He must be thinking the same, but his eyes soften at last.

“I’m glad you weren’t,” he says, and then he turns his attention back to Baron. “I told you, I don’t owe you anything. Not even answers. Now I’m going to do something I should have done the first time you came knocking.”

Before we can answer, he swings the door closed in our faces. I hear the lock engage, and then I’m left standing on one side with Baron, and Colt’s on the other with our family.

His family.

I may not have been officially disowned, but I chose a side, and it wasn’t the Darlings’.

twelve

Duke Dolce

I turn over and check my phone. It’s 2 AM but I still haven’t fallen asleep. I keep thinking about them going over to Colt’s house, and how I didn’t go. I couldn’t. Not after what Baron said.

But he was there.

They said so when they got home. They saw him.

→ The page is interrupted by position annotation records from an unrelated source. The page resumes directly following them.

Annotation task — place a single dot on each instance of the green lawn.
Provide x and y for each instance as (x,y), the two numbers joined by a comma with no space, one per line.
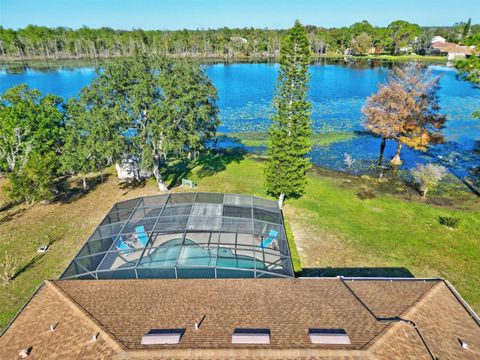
(335,232)
(261,138)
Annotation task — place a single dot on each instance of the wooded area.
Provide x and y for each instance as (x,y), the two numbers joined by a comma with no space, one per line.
(39,42)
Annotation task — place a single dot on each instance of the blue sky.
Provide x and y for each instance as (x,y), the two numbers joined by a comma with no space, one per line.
(198,14)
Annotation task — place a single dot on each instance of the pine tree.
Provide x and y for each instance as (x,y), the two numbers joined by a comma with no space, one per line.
(290,132)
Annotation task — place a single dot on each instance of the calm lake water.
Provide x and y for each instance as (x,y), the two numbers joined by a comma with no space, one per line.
(337,90)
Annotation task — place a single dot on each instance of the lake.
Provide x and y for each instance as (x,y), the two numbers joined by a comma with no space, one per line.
(337,90)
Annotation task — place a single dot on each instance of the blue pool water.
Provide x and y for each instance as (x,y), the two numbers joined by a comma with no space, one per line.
(337,90)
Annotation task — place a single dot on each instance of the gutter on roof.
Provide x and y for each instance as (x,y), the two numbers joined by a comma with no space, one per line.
(390,319)
(460,299)
(113,341)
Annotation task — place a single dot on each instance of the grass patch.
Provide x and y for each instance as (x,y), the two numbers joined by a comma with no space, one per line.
(297,265)
(329,228)
(255,139)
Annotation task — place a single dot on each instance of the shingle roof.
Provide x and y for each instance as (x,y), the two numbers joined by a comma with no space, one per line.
(122,311)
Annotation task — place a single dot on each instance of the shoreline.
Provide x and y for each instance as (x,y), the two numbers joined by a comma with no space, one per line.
(217,59)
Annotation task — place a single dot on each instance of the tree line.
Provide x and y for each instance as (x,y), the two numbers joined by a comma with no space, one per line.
(156,109)
(40,42)
(148,109)
(405,110)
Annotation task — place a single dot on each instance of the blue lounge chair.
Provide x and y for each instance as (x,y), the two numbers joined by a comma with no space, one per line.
(142,236)
(124,248)
(272,236)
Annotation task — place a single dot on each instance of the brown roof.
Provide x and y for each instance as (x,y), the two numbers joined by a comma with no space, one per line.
(447,47)
(122,311)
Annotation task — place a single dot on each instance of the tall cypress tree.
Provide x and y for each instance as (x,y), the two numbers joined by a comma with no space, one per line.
(290,132)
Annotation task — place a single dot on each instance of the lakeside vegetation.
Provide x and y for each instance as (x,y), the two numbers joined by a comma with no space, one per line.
(260,139)
(399,37)
(336,232)
(154,118)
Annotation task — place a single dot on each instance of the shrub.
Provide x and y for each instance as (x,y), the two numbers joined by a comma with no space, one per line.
(427,176)
(450,221)
(35,181)
(366,194)
(8,268)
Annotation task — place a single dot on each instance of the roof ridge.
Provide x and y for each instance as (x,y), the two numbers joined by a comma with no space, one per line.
(110,338)
(391,327)
(405,315)
(414,307)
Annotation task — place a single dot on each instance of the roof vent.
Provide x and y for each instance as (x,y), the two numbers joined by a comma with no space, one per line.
(162,336)
(251,336)
(329,336)
(25,352)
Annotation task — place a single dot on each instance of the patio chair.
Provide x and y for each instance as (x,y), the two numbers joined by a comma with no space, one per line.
(272,236)
(142,236)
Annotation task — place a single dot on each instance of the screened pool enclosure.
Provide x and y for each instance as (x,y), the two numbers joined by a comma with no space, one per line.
(186,235)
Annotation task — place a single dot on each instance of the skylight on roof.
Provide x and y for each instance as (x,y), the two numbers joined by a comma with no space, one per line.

I couldn’t ask how he looked, how he was. It would have made Baron wonder why I asked, why I cared.

I don’t care.

I have his sister right here. The girl I love. The girl I always loved. The girl who loves me, as far as she’s able. I have the life we dreamed about for two years, that I never thought I’d have. Now I do. I have the life, the girl. The one who was supposed to make everything good again.

So why can’t I be fucking happy?

I flop back on the pillows. Mabel and Baron are sleeping. She’s nestled into his arms, both of them fitting together like halves of a whole.

That’s my place, but she took it, and now I don’t fit.

I don’t fit anywhere. Not with them, not with Royal and Harper.

I sit up and swing my legs off the side of the bed, then check over my shoulder. Without his glasses, Baron looks just like me. Another version, the mirror image, the one who fits. We should fit together. We’re the two halves of the whole, after all. Literally one person divided in two.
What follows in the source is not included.